On Aug. 27, Coursera, an online education platform provider, began offering 10 UI-authorized no-fee, no-credit courses to anyone in the world with a computer and an Internet connection.
But that's only the beginning of the conversation on the Urbana campus when it comes to massively open online courses (MOOC).
At the Aug. 27 meeting of the Senate Executive Committee, members said campus leaders and faculty will be given ample opportunity to discuss the impact of the Coursera agreement, how campus expertise can be used to improve the platform and what other courses should be offered.
"It's exciting that there is a lot of energy about this, but there are many issues that need to be sorted out," said Sen. Nicholas Burbules, a professor of education policy, organization and leadership.
Senators will be asked to discuss the initiative at the Sept. 10 meeting following a presentation on the Coursera agreement, signed in July by university leaders.
Barbara Wilson, the vice provost for academic affairs, speaking on behalf of Chancellor Phyllis Wise, who was traveling and unable to be at the meeting, said the chancellor agrees that academic leaders should fully discuss the implications and future of the new partnership.
"There have been a lot of questions that have been raised and we will be working on finding some of those answers," Wilson said.
She said the financial model will have to be considered, as well as which types of courses should be offered. Legal and policy directives also will need to be reviewed and further developed.
In addition to an Academic Senate review, Wilson said matters related to Coursera would be evaluated by a new general policy implementation committee led by Provost Ilesanmi Adesida. New course proposals would be screened by a separate course review committee.
Burbules said that committee would be an invaluable conduit for approving courses and helping set general campus MOOC priorities.
"The Coursera initiative has energized a lot of people who never thought about teaching online," he said, "but it won't be (an opportunity available to) everyone who wants to teach in it. I do hope it will lead to a greater discussion of e-learning."
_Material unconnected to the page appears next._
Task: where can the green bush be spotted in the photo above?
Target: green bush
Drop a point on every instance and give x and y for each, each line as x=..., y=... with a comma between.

Adesida said the committee to judge MOOC proposals will be focused on a single question: "How does it benefit the campus?"
Burbules said one of the advantages of the Coursera open source platform is that it can be modified locally to better serve the university's needs.
"Some of our course designs are better (than Coursera's)," he said. "(Coursera) already has changed some of their online platform to match the university's practices. They will help us and we will help them."
Wilson said Wise was pleased that she was able to act so quickly in signing the agreement after consultation with academic leaders. Wilson said the speed of the initial discussion was dictated by a deadline to join Coursera in time for the fall semester.
"We had a very short window of time to get on board," she said. "Consultation was still made, but we had to move more quickly. This was a good example of being more agile as a campus and not getting so bogged down that we can't make decisions."